Many people have said things along the lines of, "If only Robin Williams had known how many people loved him," or "If only he could have had the joy in his life that he gave to all of us."  Depression is a strange beast.  A person can have much love and joy in their life, but when a bout takes over all of that love and joy is unreachable.  We don't forget it, we just don't believe it.  It doesn't fit in our state of being.  It's incomprehensible to us that such things could have ever existed or could ever again exist for us.  So, even though we have the memories of happy times, we do not believe that they were real.

Scientifically, Depression is caused by misfiring of chemicals within the brain.  When going through a bout we are physically incapable of experiencing emotion the way the average person would.  Saying that someone is selfish for the way that Depression took their life is akin to blaming a person for dying of cancer.  Do I condone suicide?  Absolutely not.  Do I understand suicide?  Absolutely.  Just as a severe bout of Depression strips one of the ability to experience positive emotion, those moments before one commits or attempts suicide are void of anything aside from pain and desperation.  Nothing else exists in those moments.  A person who is in those depths of Depression is enveloped in despair, fear and hopelessness.  There is no light at the end of the tunnel in sight.  It is as though the person is already dead, but it is up to the person to stop their own heart from beating.  When I look back at those deepest depths of my Depression I can literally see nothing but darkness.  There is no light in those memories because nothing outside of the despair existed.

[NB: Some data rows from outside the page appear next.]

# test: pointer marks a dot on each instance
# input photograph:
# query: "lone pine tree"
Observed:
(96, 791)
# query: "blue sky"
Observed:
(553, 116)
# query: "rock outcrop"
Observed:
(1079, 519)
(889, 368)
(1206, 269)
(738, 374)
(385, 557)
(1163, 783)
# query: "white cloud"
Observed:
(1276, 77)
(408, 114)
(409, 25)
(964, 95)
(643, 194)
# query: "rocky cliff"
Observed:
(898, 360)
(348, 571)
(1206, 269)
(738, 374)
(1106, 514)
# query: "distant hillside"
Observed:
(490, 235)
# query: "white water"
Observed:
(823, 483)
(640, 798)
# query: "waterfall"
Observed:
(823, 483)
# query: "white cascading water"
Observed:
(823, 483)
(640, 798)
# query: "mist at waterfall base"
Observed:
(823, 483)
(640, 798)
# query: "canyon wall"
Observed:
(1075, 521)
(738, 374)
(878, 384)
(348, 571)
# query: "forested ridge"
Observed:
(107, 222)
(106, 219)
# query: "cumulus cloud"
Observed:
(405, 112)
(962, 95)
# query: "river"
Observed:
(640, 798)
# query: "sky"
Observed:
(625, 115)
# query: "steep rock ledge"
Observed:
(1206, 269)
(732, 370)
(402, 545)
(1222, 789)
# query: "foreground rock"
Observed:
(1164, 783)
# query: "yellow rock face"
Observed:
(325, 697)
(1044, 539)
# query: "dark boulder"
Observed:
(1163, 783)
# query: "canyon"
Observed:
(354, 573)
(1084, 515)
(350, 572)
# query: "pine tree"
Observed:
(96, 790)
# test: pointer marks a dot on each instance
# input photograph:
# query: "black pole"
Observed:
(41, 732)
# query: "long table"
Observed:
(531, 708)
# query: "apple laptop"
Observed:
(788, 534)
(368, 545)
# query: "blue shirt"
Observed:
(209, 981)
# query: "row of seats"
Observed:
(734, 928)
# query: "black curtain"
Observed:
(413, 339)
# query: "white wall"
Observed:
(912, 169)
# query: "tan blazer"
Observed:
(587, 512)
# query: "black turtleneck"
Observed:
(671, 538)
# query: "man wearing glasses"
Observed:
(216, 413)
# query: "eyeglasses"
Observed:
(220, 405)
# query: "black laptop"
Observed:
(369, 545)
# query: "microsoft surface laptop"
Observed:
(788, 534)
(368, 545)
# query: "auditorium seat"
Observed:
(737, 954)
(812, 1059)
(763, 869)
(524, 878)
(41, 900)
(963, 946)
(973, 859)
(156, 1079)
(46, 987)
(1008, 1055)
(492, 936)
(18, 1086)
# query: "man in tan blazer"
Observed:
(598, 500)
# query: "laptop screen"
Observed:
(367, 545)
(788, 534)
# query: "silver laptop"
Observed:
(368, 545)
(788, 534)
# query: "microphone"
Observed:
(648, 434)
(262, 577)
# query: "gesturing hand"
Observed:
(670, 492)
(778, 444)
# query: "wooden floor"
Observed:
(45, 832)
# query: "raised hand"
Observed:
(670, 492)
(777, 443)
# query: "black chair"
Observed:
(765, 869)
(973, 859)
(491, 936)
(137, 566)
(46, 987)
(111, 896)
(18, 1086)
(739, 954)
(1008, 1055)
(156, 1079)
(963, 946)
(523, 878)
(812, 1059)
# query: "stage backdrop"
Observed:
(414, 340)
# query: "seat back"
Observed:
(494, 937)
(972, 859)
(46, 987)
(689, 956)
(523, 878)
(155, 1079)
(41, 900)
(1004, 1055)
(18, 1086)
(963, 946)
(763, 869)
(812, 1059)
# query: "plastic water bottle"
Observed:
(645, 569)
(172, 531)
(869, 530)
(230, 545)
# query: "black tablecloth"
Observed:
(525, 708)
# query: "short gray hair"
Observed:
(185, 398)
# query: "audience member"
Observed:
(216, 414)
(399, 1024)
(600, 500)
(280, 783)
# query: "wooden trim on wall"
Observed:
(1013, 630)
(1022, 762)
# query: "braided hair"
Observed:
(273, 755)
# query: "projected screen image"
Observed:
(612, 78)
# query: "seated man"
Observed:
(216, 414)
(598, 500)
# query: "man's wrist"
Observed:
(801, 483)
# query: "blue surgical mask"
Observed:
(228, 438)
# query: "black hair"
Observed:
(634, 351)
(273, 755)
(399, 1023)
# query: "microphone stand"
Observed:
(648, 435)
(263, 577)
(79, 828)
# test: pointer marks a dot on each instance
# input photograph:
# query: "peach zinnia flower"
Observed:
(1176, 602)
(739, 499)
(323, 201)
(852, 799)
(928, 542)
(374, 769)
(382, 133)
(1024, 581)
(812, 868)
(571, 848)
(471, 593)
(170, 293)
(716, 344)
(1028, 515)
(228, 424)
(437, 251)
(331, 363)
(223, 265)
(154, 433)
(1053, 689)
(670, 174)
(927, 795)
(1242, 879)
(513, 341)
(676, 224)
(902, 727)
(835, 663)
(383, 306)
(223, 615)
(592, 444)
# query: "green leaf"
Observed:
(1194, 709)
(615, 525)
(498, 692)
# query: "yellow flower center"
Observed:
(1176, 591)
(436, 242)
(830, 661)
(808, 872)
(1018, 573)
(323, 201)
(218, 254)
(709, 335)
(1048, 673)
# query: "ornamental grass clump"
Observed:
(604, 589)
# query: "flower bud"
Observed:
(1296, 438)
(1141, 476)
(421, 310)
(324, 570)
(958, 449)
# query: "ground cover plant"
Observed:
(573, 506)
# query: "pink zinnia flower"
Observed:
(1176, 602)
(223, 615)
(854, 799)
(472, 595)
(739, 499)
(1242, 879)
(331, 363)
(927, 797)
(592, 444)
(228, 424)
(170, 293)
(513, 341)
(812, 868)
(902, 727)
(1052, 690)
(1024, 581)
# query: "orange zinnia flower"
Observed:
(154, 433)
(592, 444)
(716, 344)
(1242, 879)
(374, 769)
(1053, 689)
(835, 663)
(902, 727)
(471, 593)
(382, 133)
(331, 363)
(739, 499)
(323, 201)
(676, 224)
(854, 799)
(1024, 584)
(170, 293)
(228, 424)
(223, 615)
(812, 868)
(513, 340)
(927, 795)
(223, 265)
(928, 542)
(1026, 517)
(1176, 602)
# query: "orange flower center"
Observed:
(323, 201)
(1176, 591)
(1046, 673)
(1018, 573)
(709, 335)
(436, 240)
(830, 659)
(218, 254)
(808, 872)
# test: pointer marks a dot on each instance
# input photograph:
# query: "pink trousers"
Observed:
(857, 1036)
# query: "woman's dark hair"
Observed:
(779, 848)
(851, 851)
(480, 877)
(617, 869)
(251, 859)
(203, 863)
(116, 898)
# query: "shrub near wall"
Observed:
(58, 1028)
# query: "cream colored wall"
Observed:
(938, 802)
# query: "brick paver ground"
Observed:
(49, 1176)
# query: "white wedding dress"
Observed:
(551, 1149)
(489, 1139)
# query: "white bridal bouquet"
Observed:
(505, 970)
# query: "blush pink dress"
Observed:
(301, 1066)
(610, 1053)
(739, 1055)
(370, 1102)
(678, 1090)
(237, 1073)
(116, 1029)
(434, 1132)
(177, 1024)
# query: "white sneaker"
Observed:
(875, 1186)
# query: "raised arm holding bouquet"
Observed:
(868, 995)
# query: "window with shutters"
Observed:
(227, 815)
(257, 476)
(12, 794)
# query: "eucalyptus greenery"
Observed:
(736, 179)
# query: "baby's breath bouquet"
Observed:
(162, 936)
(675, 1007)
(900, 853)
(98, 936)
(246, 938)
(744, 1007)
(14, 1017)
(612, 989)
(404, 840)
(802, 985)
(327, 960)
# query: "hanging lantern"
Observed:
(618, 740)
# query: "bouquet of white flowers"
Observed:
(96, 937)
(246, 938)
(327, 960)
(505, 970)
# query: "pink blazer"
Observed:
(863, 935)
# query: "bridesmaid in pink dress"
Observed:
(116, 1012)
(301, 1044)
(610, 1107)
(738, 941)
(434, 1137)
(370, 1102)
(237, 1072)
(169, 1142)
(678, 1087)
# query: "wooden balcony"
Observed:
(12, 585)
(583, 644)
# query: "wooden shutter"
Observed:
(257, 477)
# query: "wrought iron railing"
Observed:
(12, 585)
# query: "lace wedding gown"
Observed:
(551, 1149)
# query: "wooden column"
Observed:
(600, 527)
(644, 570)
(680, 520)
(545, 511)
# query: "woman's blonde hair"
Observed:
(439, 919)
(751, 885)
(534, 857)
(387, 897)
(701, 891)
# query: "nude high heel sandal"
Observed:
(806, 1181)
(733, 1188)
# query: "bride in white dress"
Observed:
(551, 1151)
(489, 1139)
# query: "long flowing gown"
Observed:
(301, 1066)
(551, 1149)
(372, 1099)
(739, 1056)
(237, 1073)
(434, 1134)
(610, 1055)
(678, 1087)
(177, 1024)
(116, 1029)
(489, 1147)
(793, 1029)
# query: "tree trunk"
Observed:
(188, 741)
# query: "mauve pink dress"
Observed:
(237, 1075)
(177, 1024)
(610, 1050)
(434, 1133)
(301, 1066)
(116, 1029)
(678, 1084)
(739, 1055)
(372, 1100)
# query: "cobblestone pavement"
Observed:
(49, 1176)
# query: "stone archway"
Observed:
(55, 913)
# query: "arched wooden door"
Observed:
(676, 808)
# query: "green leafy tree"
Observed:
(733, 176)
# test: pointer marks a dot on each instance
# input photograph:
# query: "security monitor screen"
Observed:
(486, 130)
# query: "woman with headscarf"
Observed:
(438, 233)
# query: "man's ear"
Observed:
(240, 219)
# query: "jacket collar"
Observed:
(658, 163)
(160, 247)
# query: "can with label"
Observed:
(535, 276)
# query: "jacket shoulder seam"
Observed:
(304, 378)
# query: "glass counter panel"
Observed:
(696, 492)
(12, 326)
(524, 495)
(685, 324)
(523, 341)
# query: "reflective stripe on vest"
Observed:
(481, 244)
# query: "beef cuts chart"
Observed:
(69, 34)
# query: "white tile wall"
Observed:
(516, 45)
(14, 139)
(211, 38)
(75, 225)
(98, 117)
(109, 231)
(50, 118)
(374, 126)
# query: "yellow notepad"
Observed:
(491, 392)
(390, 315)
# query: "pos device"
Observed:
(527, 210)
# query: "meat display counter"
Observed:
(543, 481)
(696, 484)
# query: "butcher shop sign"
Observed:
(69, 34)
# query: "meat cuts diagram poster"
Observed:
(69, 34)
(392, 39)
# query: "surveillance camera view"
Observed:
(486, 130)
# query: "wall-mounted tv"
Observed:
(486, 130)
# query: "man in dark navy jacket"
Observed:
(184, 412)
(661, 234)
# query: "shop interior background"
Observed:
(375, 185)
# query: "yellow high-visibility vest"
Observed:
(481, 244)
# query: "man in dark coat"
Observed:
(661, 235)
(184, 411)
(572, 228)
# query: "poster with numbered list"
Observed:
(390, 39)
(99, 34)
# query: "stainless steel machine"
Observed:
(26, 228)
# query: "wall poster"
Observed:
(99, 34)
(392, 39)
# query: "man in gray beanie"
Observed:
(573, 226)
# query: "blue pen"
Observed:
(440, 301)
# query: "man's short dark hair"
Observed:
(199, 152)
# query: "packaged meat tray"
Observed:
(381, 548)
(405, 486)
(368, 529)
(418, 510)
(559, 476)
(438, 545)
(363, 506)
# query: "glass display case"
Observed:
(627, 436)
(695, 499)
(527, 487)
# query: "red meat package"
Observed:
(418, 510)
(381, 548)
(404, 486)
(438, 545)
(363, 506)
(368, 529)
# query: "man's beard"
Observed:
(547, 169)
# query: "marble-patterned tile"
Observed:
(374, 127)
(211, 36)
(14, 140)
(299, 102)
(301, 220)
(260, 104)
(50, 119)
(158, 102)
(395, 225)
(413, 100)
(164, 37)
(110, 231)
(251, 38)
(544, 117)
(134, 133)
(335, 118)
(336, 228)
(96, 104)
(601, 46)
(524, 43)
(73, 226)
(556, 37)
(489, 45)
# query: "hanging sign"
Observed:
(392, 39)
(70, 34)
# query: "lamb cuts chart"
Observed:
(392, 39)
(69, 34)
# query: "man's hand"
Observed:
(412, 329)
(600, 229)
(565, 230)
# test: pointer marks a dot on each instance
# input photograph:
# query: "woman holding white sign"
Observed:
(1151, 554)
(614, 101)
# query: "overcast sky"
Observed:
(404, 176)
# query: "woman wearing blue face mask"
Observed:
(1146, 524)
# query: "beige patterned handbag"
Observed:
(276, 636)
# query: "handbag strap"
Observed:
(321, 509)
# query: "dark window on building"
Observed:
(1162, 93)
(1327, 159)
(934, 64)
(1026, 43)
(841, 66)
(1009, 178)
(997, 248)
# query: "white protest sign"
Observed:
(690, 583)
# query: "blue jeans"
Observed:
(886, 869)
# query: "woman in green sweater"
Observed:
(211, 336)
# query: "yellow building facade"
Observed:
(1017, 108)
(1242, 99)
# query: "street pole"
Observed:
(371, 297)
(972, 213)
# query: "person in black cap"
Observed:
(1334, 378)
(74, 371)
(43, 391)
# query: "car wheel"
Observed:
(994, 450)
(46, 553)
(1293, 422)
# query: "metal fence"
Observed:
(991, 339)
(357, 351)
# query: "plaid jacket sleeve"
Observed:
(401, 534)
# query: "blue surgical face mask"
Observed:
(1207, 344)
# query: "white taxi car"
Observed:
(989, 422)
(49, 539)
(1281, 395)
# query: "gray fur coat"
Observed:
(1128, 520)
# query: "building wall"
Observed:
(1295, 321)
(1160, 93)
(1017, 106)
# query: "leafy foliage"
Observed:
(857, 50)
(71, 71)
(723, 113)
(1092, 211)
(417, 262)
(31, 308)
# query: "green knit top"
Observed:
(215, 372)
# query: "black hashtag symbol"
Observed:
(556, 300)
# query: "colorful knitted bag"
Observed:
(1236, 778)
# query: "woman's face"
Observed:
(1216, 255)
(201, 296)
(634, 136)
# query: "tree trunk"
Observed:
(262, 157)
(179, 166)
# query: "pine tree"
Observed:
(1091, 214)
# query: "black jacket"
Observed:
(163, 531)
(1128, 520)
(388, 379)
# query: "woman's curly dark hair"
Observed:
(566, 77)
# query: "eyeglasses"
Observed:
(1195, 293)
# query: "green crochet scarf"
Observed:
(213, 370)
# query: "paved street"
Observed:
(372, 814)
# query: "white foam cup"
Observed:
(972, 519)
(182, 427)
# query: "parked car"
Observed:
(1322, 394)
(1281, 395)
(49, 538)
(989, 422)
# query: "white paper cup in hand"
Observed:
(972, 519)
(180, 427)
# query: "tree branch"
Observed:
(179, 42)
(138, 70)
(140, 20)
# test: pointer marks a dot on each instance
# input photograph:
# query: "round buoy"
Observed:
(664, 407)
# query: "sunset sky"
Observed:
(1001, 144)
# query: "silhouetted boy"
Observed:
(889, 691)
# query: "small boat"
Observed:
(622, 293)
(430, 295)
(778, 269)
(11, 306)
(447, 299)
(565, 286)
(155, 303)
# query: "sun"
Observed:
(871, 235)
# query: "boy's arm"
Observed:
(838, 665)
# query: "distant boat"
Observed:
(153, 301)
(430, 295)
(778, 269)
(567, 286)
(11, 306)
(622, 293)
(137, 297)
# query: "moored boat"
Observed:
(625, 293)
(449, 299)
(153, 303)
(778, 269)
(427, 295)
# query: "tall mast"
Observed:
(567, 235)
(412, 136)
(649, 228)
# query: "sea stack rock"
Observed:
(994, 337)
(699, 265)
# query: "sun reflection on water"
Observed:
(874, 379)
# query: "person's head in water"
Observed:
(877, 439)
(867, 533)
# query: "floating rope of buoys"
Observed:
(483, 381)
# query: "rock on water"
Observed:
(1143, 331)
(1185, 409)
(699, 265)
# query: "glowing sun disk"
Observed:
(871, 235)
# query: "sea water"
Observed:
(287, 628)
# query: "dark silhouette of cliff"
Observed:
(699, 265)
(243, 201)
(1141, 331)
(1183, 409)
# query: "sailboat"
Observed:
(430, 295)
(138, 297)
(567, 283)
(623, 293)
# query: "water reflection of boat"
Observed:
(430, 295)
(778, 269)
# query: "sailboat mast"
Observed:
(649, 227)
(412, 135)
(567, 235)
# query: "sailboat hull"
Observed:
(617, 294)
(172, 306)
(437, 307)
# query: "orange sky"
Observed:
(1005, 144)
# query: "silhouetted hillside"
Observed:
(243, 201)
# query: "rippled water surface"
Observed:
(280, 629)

So, what advice can I give to someone with Depression?  The most important thing is to establish a support system.  Talk to your friends and family when you are not going through a bout (or before a bout takes such a hold on you that you are not able to reach out).  Find out who you can count on and turn to when you do need support.  Not everyone is going to be someone to turn to, and that's okay.  It is essential to know this ahead of time.  Remember that when you need people the most is when it will be the most difficult to reach out to them.  No matter what your Depression is telling you, go to your support system -- that is what they are there for.  It can be hard to put into words what you are feeling when going through a bout, but even if you tell someone in your support system that you are feeling confused, they can help you through it.  If you are experiencing Depression for the first time you may not recognize it as such.  If you feel hopeless, worthless or begin to not recognize your own emotions, please see a doctor.

If someone you care about begins to act differently -- withdrawn, overly pessimistic, change in appetite and/or sleeping pattern, sad often, difficulty making decisions -- reach out to them.  Let them know that you are there for them.  It may be easier for someone who is Depressed to accept an invitation to talk than it is for them to take that leap on their own.  If someone you know is Depressed, don't wait for them to "snap out of it."  Urge them to see a doctor, remind them that you are there for them and let them cry on your shoulder.  If you think that someone you know is suicidal, don't ignore it.  Call an ambulance and don't leave them alone.  Depression is a serious illness.  Compassion and understanding can save lives.